For a laptop, similar but with only a single disk/partition and FDE. Also works well.
Default but In use fstab to keep my home folders (Documents, Pictures, Music, Video) on a separate HDD.
I've tried some weird and wonderful partition schemes in the past, but I think I've settled down and just go for simplicity. Half a gig for /boot, and the rest for / (in ext4). I've tried btrfs, but I've never been in the position where I needed snapshots, and ext4 is a lot more simple.
I also like having the flexibility of not having a separate home partition. I back up my super important files, so it doesn't matter if I lose home (not that I distrohop much anymore, anyway). And I don't have to stress about whether I've made my root partition big enough. For the same reason I use a swapfile rather than a swap partition (though I do need to look in to zram and zswap) - I like knowing that I can resize it easily, even if I don't really plan on doing so.
I tend to just take the defaults when I'm deploying. I wouldn't get any benefit of having home or tmp on a separate partition, but it's nice that it's an option.
with the majority here, I just use distro default / automatic setup in installer
LONG ago, I did the whole hand-crafted thing, obsessing over exactly how large each partition had to be, but with increasing speed and lowering prices of storage, this attention to detail now seems pretty irrelevant:
hda
split into/boot
,/tmp
,(swap)
,/
,/opt
,/usr
,/var
hdb
split into(swap)
and/home
2-4G for swap (more if you want to hibernate), the rest for /. Only add a boot/EFI partition if needed.
Over-partitioning is a newbie mistake IMO, it usually causes way more problems than it solves.
I just use the automatic thingy on my distro so like:
- Esp: 2GB (Limine + btrfs snapshot booting)
- root: all the drive
It blows my mind that we had multiple modern ways to setup volumes in Linux (LVM, ZFS, BTRFS) for decades, yet people keep using partitions like it's 1990.
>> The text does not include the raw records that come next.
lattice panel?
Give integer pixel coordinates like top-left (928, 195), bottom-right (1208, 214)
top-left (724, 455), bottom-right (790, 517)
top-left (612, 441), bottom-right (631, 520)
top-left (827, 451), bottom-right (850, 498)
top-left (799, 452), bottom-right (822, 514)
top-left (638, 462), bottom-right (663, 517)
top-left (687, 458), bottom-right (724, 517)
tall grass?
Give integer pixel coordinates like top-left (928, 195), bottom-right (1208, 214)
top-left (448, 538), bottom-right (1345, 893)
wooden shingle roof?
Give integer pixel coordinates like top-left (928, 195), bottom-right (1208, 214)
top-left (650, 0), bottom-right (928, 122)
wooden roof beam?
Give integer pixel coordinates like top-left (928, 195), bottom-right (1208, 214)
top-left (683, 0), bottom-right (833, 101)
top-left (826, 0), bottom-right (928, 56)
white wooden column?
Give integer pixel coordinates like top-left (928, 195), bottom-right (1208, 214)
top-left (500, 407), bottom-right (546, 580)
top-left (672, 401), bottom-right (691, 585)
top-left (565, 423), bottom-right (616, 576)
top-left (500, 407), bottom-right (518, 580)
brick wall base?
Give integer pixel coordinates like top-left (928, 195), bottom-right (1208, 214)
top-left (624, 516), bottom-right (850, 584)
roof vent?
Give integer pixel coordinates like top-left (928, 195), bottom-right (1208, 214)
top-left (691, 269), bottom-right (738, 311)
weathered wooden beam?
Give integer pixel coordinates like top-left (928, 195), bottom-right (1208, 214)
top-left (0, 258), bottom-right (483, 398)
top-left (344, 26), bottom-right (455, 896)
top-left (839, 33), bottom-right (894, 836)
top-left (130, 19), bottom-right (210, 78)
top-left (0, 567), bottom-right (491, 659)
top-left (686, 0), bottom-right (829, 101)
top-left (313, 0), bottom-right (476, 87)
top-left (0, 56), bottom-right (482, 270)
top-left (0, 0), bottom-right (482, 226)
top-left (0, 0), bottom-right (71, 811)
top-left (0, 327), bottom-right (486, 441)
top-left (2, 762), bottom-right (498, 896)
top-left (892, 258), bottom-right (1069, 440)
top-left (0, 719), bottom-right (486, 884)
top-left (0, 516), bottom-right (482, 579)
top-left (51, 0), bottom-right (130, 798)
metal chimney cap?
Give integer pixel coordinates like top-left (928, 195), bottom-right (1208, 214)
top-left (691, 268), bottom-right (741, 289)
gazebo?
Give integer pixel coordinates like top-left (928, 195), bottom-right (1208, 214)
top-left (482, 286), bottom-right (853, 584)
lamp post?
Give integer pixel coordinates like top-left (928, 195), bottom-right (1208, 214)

What would you recommend then?
I recommend creating 3 partitions. One for UEFI, one for /boot and one for LVM.
Inside the LVM you can assign volumes with complete flexibility. You can expand and shrink volumes. You can leave space unallocated and allocate it when the need presents itself. You can combine multiple disks in a single volume. You can do RAID over LVM or the other way around.
Or you can go with ZFS or BTRFS, they have subvolumes and other nice features built in.
What you don't have is to be stuck with fixed layout partitions anymore.
Partitioning is one of those obsolete Unixisms that is best left in the 90s. Only exception is dual booting, but even there partitioning isn't really very important anymore
Depends on your usecase... for a single user laptop, maybe... for a multiuser device or a server... nah.
I prefer partitioning away the user data for all usecases as that will fill up one day, and I don't want that to down the machine.